Worry and anxiety are part of our everyday life. Browsing the news headlines or scrolling through Facebook may fuel your tension, nerves or worry. However, in proportional doses, worry can serve it’s worthy purpose of alerting us to danger and motivating us to take action. Discerning between what is normal and necessary worry and what is beyond the scope of typical can be difficult. Anxiety is a catch-all term for a spectrum of disorders. What all anxiety disorders have in common is an out-of-proportion and unmanageable behavioral or cognitive response consisting of fear, worry, tension or nervousness.
Let’s explore 5 types of anxiety that can show up in childhood:
Generalized Anxiety Disorder
As the name implies, there is a wide range of typical symptoms with Generalized Anxiety. Worries can range from excessive fear about weather events to perfectionism in school work to stress about a family member getting sick or dying. Alternately, there may not be a specific threat. A child with Generalized Anxiety Disorder may not be able to pinpoint the exact fear or worry; instead they may describe it as an unrelenting feeling that something bad is going to happen or something is going to go wrong. They may constantly ask the question “what if?” and may come up with very creative responses. If not addressed, “what if?” questions tend to spiral and get overwhelming quickly.
It is developmentally appropriate for very young children to have difficulty separating from parents at transition times. However, around the time a child starts school, they should be able to tolerate increasingly longer periods of time away from their primary caregivers. Separation Anxiety causes children to do whatever they can to avoid the feelings of nervousness when a time of separation is imminent. They may be overly clingy, throw tantrums, sob uncontrollably, insist that you be in the same room with them, sleep with or near them, or otherwise refuse to leave your side.

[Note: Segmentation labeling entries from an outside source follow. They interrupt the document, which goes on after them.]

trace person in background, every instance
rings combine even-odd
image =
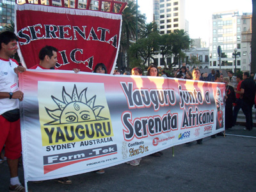
[[[251,78],[251,79],[252,79],[252,80],[253,80],[254,79],[254,73],[253,72],[251,72],[250,73],[250,78]]]
[[[95,68],[94,68],[93,70],[93,73],[107,74],[108,73],[107,68],[106,67],[105,64],[104,64],[102,63],[99,63],[97,64],[96,64]],[[105,174],[105,171],[104,169],[97,170],[95,172],[96,174]]]
[[[151,64],[148,68],[148,71],[147,73],[147,76],[152,76],[152,77],[159,77],[159,73],[158,73],[158,69],[156,66],[154,64]],[[151,154],[151,156],[154,156],[154,157],[160,157],[161,155],[163,154],[163,152],[161,151],[153,153]]]
[[[9,191],[24,192],[25,188],[18,176],[19,159],[21,156],[19,108],[24,96],[19,89],[18,73],[25,71],[26,68],[11,59],[18,50],[17,41],[18,38],[12,32],[0,34],[0,151],[5,145],[4,155],[10,175]]]
[[[223,75],[222,75],[222,73],[215,73],[214,82],[218,82],[218,83],[222,83],[223,82]],[[221,98],[221,96],[220,96],[220,97]],[[222,98],[221,98],[221,101],[223,101]],[[219,102],[219,103],[221,103],[221,102]],[[220,111],[218,112],[218,113],[220,114],[223,114],[223,113],[221,113],[222,112],[222,110],[221,110],[222,105],[221,105],[221,103],[219,103],[218,105],[220,105],[219,107],[220,107]],[[223,115],[221,115],[221,116],[223,116]],[[220,121],[220,119],[218,119],[219,121]],[[222,126],[222,124],[223,124],[223,119],[221,119],[221,121],[220,121],[220,122],[221,122],[221,124]],[[217,123],[218,123],[218,122],[217,122]],[[224,136],[224,134],[223,133],[220,132],[220,133],[218,133],[217,134],[214,134],[214,135],[211,135],[211,138],[216,138],[216,136]]]
[[[233,103],[236,102],[235,91],[229,85],[229,78],[223,78],[223,83],[226,86],[226,105],[225,107],[225,129],[227,130],[233,126]]]
[[[142,75],[142,71],[140,68],[134,68],[132,70],[132,75],[138,75],[138,76],[141,76]],[[126,163],[131,165],[131,166],[138,166],[140,165],[140,161],[141,161],[141,158],[138,158],[134,160],[132,160],[128,162],[126,162]]]
[[[193,79],[192,73],[190,71],[188,71],[187,73],[186,73],[186,77],[184,78]]]
[[[201,74],[200,71],[198,69],[194,69],[192,71],[192,79],[193,80],[200,80]],[[203,139],[200,138],[196,140],[196,143],[199,145],[202,145],[203,144]]]
[[[207,81],[213,82],[214,81],[215,70],[212,69],[211,74],[208,75]]]
[[[236,77],[237,86],[235,89],[236,92],[236,102],[233,109],[233,126],[236,125],[236,119],[237,118],[238,112],[242,106],[242,96],[241,95],[241,84],[243,81],[243,75],[238,74]]]
[[[204,73],[201,73],[201,77],[200,78],[200,80],[204,80]]]
[[[142,75],[142,70],[140,68],[134,68],[132,70],[132,75]]]
[[[207,81],[207,78],[208,78],[208,73],[207,72],[205,72],[205,73],[204,73],[204,79],[203,79],[203,80],[204,81]]]
[[[107,74],[107,68],[103,63],[99,63],[96,64],[93,70],[93,73]]]
[[[130,73],[129,71],[124,71],[124,75],[130,75],[131,73]]]
[[[157,67],[154,64],[151,64],[148,68],[148,71],[147,73],[147,76],[159,77],[159,74],[158,73]]]
[[[118,70],[115,70],[113,75],[121,75],[121,72]]]
[[[200,80],[201,74],[198,69],[194,69],[192,71],[193,80]]]
[[[41,48],[39,52],[38,57],[39,64],[32,66],[31,70],[55,70],[55,65],[58,62],[56,48],[46,45]],[[73,70],[76,73],[80,71],[78,69]],[[56,181],[61,184],[71,184],[72,181],[68,177],[61,177],[56,179]],[[42,181],[35,181],[34,183],[41,183]]]
[[[243,74],[243,82],[241,84],[241,94],[242,98],[242,110],[246,119],[246,125],[244,130],[252,129],[252,107],[255,98],[255,83],[250,78],[248,72]]]
[[[174,74],[174,77],[176,77],[176,76],[178,74],[180,74],[180,73],[183,75],[183,77],[185,77],[186,71],[187,71],[187,70],[186,68],[186,66],[182,66],[180,70],[179,70],[179,69],[177,70],[175,73]]]
[[[166,75],[166,73],[164,71],[164,70],[162,70],[161,73],[162,73],[162,76],[161,77],[168,77],[167,75]]]
[[[236,77],[233,76],[233,71],[228,71],[228,76],[229,77],[229,83],[228,85],[232,86],[234,88],[236,88],[237,86],[237,82],[236,81]]]
[[[184,78],[183,74],[180,73],[180,74],[177,75],[176,78]]]

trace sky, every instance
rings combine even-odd
[[[252,13],[252,0],[186,0],[185,18],[189,22],[191,38],[209,41],[209,25],[213,13],[237,10],[239,14]],[[138,0],[139,10],[146,13],[147,22],[153,20],[153,0]]]

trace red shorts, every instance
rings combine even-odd
[[[21,156],[20,120],[10,122],[0,115],[0,150],[5,144],[4,156],[11,159]]]

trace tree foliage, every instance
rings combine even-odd
[[[138,40],[130,47],[129,52],[131,57],[136,57],[136,55],[141,57],[143,60],[143,65],[148,61],[148,66],[149,66],[150,58],[154,59],[152,55],[159,50],[157,40],[159,36],[158,33],[152,33],[147,38]]]

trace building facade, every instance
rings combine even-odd
[[[153,0],[153,21],[159,26],[160,34],[182,29],[188,31],[185,0]]]
[[[188,22],[185,20],[185,0],[153,0],[153,21],[157,24],[161,34],[170,34],[177,29],[188,33]],[[160,54],[154,57],[156,64],[164,66]],[[167,65],[173,61],[170,57],[164,59]]]
[[[4,31],[4,26],[11,24],[11,20],[14,21],[15,1],[0,1],[0,32]]]
[[[221,48],[221,69],[250,70],[252,14],[239,15],[237,10],[215,13],[212,16],[209,67],[220,68],[218,47]],[[234,48],[239,57],[232,57]]]

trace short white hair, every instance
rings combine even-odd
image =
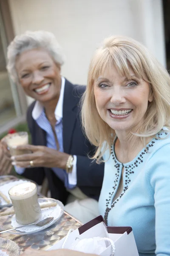
[[[15,68],[16,58],[25,51],[36,48],[47,51],[60,66],[64,64],[65,56],[54,34],[42,30],[26,31],[17,35],[8,47],[6,68],[14,82],[18,81]]]

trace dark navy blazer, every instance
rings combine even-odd
[[[93,155],[95,147],[83,133],[80,119],[79,101],[85,86],[75,85],[65,79],[63,107],[63,140],[64,152],[77,156],[77,186],[88,197],[98,200],[104,175],[104,164],[97,164],[88,156]],[[46,145],[46,133],[32,117],[35,102],[29,107],[27,122],[34,145]],[[26,169],[24,177],[42,183],[47,177],[51,197],[65,203],[69,194],[64,183],[50,168]]]

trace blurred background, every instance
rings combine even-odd
[[[0,137],[24,129],[32,101],[8,76],[7,46],[15,35],[39,29],[56,35],[67,58],[62,73],[73,84],[86,84],[93,53],[113,34],[143,43],[170,69],[170,0],[0,0]]]

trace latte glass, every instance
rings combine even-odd
[[[41,211],[34,183],[28,182],[16,185],[10,189],[8,193],[17,222],[27,224],[39,220]]]
[[[21,131],[8,134],[6,141],[11,156],[16,156],[31,153],[30,150],[19,150],[16,147],[28,144],[28,135],[26,131]]]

Social Anxiety and Selective Mutism
Children who are Selectively Mute often typically also have a form of Social Anxiety. A person with Social Anxiety typically experiences extreme discomfort in social settings. This can lead to outright avoidance of those settings or it can cause the child to temporarily refuse to speak when distressed by their surroundings. Children who are Selectively Mute do not have a physical disability that prevents them from speaking. In fact, they may have no problem talking and laughing at home, but in certain situations, they fully or almost fully stop talking due to excessive fear. Parents and siblings can inadvertently reinforce Selective Mutism by “rescuing” the child from having to verbally engage in an uncomfortable situation, which in turn reinforces to the child that they don’t have the skills or are unable to express themselves.
Childhood fears are different from phobias in that phobias are generally more intense and people go to great lengths to avoid the phobia. Additionally, whereas fears tend to recede as time goes by, phobias tend to get more intense over time. Children can be phobic of anything from animals to needles to elevators. For example, a phobia of dogs may begin with a child who has limited experience around dogs. They might feel shy or timid around an unfamiliar animal which leads to avoiding all dogs. To minimize their discomfort, they may avoid places where dogs could be. Without evidence to alleviate the fear, it gets reinforced as a phobia. Over time, their discomfort evolves into a fear and then into a Specific Phobia.
Obsessive Compulsive Disorder
Obsessive Compulsive Disorder (OCD) is the experience of unwanted, uncomfortable, and unrealistic thoughts (obsessions) and is usually, but not always, followed by actions (compulsions). A compulsion is meant to lessen the discomfort by the thought and usually must be completed to reduce the anxiety. OCD is not just about about cleanliness, germs or fastidiousness. While germ avoidance can certainly be manifested in OCD, in children there is often a fantasy or magical quality. They may believe that their behavior or thoughts directly impact something that is totally unrelated. For example, “stepping on a crack” doesn’t actually “break your mothers back”. Other examples of OCD are excessive counting, the need for symmetry, repetitive tapping or touching or strict adherence to a schedule or rituals.
Frequency, Intensity and Duration
As with many mental health concerns, on our worst day it’s easy to find ourselves meeting the criteria for any given diagnosis. However, for a diagnosis to occur, the symptoms must significantly impact the daily social, academic or family life. In other words, a problem is not a problem unless it’s a problem. If you determine your concerns are rational, think about the frequency, intensity and duration of the symptoms you are observing. Frequency is about how often you notice your child experience difficulty and where you notice them struggling. Intensity is about how severely your child is impacted by their worry symptoms. Duration is about how long the distress has been around and how long it lasts when it does happen. If you have questions or concerns about your child’s experience with worry or anxiety, reach out to their pediatrician, school advisor or seek counseling.
As you consider the last several weeks or months, ask yourself:
Does my child struggle with worry most days of the week?
Where do they struggle? Is it just at home or is it at school, daycare, with friends and at community events, too?
How much is the worry taking over? Does it cause them to miss school, lose friendships or lose control of their behavior?
When did you first notice signs of distress or worry? How long has it been going on?
How much time passes before they get back to their typical behavior?